The Newton unit ($\text{N}$) is a unit of force on a macroscopic scale:
$$1\text{N} = 1 \text{kg m/s}^2.$$
Gravity has so-called the gravitational forces (such as shown in the Newton theory of gravity ${\displaystyle \mathbf {F} =m \frac{GM}{r^2}\hat{\mathbf {r}} }$) that can be quantified in the Newton unit ($\text{N}$) in a macroscopic way.
Electromagnetism (EM) has so-called the EM forces (such as shown in the Lorentz force ${\displaystyle \mathbf {F} =q\,\mathbf {E} +q\,\mathbf {v} \times \mathbf {B} }$) that can be quantified in the Newton unit ($\text{N}$) in a macroscopic way as well.

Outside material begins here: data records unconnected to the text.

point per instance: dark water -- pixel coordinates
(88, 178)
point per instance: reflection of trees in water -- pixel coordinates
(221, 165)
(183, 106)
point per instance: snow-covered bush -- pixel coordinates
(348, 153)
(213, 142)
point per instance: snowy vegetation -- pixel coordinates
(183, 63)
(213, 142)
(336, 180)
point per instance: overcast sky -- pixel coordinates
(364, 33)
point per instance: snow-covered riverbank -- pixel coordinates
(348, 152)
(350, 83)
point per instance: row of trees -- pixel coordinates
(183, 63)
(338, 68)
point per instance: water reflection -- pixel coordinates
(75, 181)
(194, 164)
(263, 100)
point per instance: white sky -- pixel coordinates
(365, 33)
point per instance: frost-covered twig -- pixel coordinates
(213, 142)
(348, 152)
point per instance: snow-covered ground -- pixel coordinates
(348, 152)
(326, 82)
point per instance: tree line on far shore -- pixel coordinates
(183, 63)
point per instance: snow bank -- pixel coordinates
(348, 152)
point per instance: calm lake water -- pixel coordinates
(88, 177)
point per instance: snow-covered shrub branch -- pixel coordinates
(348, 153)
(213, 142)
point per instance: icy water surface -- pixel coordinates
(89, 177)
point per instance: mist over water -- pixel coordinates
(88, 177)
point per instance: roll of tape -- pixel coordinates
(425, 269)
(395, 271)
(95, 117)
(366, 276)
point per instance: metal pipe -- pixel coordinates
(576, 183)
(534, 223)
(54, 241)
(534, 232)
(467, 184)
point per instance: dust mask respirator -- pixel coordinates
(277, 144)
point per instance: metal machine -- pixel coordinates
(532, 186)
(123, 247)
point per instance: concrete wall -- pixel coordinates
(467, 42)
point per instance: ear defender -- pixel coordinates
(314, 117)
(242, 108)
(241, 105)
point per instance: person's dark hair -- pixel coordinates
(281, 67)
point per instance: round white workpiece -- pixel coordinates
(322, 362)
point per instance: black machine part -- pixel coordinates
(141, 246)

We also call strong interactions and weak interactions (understood in the framework of quantum field theory with path integral and lagrangian formalism) with strong and weak forces.
Question:
Can either strong and weak interactions manifest them in order 1 in the Newton Units on a macroscopic scale?
If not in order 1 in Newton Units, why are strong and weak interactions counted as forces (macroscopically)?
However, it seems to me that the strong interactions and weak interactions manifest in the subatomic scale.
The strong interaction confines the quarks in the nucleon and controls $\alpha$ decay.
The weak interaction controls $\beta$ decay.